One component of the security of a website is to ensure that client and server are communicating with each other without anyone intercepting the traffic. This is the reason for the ‘s’ tacked onto the http of your URL. On the great wide web, there are a number of certificate authorities, but my intranet lacks a centralised body — and many company intranets lack a clear path for getting such a certificate.
One solution is to sign our own certificate. Here are some steps to do this in Powershell, where we will be creating a cert for a server with the DNS `vm001.example.org`. Please note that administrative/elevated privileges will be required for some steps.
First, we can begin by creating a root certificate. The root certificate is the certificate which certifies that the server’s cert is valid. Adding the root certificate to our machine’s certificate store will enable all server certificates to be recognised as valid.
$params = @{
DnsName = "My Root Cert"
KeyLength = 2048
KeyAlgorithm = 'RSA'
HashAlgorithm = 'SHA512'
KeyExportPolicy = 'Exportable'
NotAfter = (Get-Date).AddYears(10)
CertStoreLocation = 'Cert:\LocalMachine\My'
KeyUsage = 'CertSign','CRLSign' # to avoid invalid cert error
}
$rootCA = New-SelfSignedCertificate @params # invoke the command
Now that we have our root certificate (our certificate authority), we can generate the server cert:
$params = @{
DnsName = 'vm001.example.org' # this is the address we will connect to in our browser
Signer = $rootCA
KeyLength = 2048
KeyAlgorithm = 'RSA'
HashAlgorithm = 'SHA512'
KeyExportPolicy = 'Exportable'
NotAfter = (Get-date).AddYears(5)
CertStoreLocation = 'Cert:\LocalMachine\My'
}
$cert = New-SelfSignedCertificate @params
Third, we want to add the self-signed root certificate (our certificate authority) to the trusted root store on the client machine (i.e., the computer where someone will be using the web browser). This is needed to avoid the browser giving a warning about an untrusted connection since I am not a recognised certificate authority — the nerve!

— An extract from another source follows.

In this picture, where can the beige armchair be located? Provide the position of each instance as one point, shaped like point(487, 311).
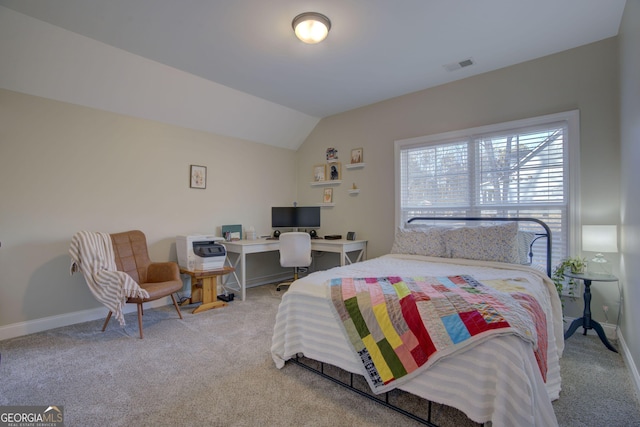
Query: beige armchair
point(159, 279)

We’ll do this in two steps: export the certificate to file, then import it into the trusted certificate store:
# write root cert to file
Export-Certificate -Cert $rootCA -FilePath "C:\certs\rootCA.crt"
# import root cert to trusted root store
Import-Certificate -CertStoreLocation 'Cert:\LocalMachine\Root' -FilePath "C:\certs\rootCA.crt"
Fourth, we’ll go ahead and export the certificate for use in whatever application is being run on the server. We’ll want to get a key file and a crt file. Before that, we’ll export the cert in .pfx, which is used to store multiple cryptographic objects in the same file. Note that we’ll also be adding a password to protect it from malicious coworkers.
Export-PfxCertificate -Cert $cert -FilePath 'C:\certs\vm001.pfx' -Password (ConvertTo-SecureString -AsPlainText 'password2!' -Force)
Fifth, we can extract the relevant key and cert files from the .pfx. I’m not sure how to do this within Powershell unless one installs openssl. I usually have a WSL instance sitting around pre-installed with openssl, so I’ll log into that and run these commands:
# get key file
openssl pkcs12 -in vm001.pfx -nocerts -out vm001.key
# get crt file
openssl pkcs12 -in vm001.pfx -clcerts -nokeys -out vm001.crt
# remove password from key file
openssl rsa -in vm001.key -out vm001.un.key
Finally, these files can be added to your web app. For example, with uvicorn, we can add the ssl_keyfile and ssl_certfile parameters to the uvicorn.run function:
uvicorn.run(
app,
host=host,
port=int(port),
[...]
ssl_keyfile=r'C:\certs\vm001.un.key',
ssl_certfile=r'C:\certs\vm001.crt',
)
A couple limitations are worth mentioning. First, any user lacking permissions to add certificates to their trusted cert store will be greeted with a stern warning from the browser and a message about https not being trusted (since our certificate authority is not trusted).
To resolve this, the Import-Certificate step needs to be performed on the client machine or, if that’s not possible, the user should be instructed to bypass this but only when using a trusted app. Ignoring such warnings on the world wide web is less than ideal.